Il leur aura fallu de la ténacité aux commissaires et autres responsables de l’Europe pour faire plier les peuples et les soumettre à leur vision de la gouvernance des 27 états membres dans le cadre du traité de Lisbonne. Après le rejet dans un premier temps du projet d’une constitution (dont l’auteur n’a pas toujours été l’artisan de réformes judicieuses, et dont les récents écrits ont mis en évidence un comportement douteux aussi intelligent que les avions renifleurs dont il avait été le promoteur et qui lui avaient valu la risée de la France), place au Traité de Lisbonne : copie conforme de la Constitution à quelques ratures près, mais qui ne permit pas au peuple de s’exprimer en laissant aux élus le soin de le faire. Il est des sujets sur lesquels le peuple n’a pas la qualité pour débattre, il n’a pas accès à la cour des grands constituée des seuls élus. Élis-moi et tais-toi ! Pourtant il était bien évident que le Traité de Nice ne pouvait plus convenir pour diriger 27 pays comme il était encore possible de le faire à 12 ou à 15. La présidence tournante n’avait plus de sens et il fallait bien une stabilité de gouvernement à l’assemblée aussi bien qu’un contre pouvoir au président de la commission.
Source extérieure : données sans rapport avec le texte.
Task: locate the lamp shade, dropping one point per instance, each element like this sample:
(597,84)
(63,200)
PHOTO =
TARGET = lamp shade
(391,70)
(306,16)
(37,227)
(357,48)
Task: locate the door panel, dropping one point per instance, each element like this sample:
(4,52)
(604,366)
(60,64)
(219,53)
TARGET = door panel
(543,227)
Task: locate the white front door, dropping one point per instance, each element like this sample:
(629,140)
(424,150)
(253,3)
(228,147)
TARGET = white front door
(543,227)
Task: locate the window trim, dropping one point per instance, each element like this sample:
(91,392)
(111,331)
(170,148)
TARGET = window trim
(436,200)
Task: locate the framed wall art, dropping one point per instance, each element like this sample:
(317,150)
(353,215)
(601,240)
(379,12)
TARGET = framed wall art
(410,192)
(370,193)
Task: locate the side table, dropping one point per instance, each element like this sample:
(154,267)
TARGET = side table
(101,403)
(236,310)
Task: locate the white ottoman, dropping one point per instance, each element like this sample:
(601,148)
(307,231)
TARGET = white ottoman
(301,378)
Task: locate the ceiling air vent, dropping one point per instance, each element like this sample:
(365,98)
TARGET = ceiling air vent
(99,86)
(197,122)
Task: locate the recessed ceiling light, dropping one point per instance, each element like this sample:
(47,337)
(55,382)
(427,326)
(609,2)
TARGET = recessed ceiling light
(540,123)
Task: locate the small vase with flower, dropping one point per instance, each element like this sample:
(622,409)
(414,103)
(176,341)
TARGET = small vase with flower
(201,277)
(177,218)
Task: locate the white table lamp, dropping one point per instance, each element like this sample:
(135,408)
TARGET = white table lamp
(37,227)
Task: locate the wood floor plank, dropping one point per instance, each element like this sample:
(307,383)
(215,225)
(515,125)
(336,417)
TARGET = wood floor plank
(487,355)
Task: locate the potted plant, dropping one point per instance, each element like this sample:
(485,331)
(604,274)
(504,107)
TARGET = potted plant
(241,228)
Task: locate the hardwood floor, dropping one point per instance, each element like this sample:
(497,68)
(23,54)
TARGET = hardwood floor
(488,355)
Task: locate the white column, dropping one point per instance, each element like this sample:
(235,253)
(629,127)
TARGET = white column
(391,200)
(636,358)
Mais le Traité de Lisbonne ne se limite pas à cette évidence. Il est un frein considérable à l’autonomie des pays signataire par des dispositions tant en matière de vote que par l’abandon de la possibilité de veto qui existait dans le traité de Nice.
Paix en Europe ?

Le vote à la majorité qualifiée ou double majorité implique que pour qu’une décision soit prise, il faut une majorité de 55 % des Etats membres représentant 65 % de la population. On comprend de ce fait que les pays les plus peuplés auront un avantage considérable lors des votes ; ce qui pose avec acuité le problème de l’entrée de la Turquie dans l’Union. Enfin l’abandon de la possibilité de véto prive ipso facto les états membres de leur libre arbitre, c’est-à-dire d’une grande partie de leur souveraineté nationale, quand l’on sait que 80 % des lois votées par nos parlements respectifs doivent être conformes aux directives européennes. Les dirigeants européens en faisant adopter ce traité de Lisbonne ont pris la lourde responsabilité de vouloir gommer les différences pourtant profondes de chacun des pays membres. Le oui irlandais met un terme à toute alternative et les promesses qui ont été faites pour acquérir le vote ne tiendront pas bien longtemps lorsqu’interviendront les votes à la double majorité. Il faudra alors se justifier devant le peuple, ce qui ne sera pas chose facile lorsque l’on connaît la pugnacité du peuple irlandais. Restent deux inconnues : La Pologne et la République tchèque. Souhaitons que ces deux parlements prennent la vraie dimension du problème qui est posé. Dans le cas contraire, il y a fort à parier que la mise en œuvre de ce traité fera couler beaucoup d’encre. La paix en Europe n’est peut être pas pour demain.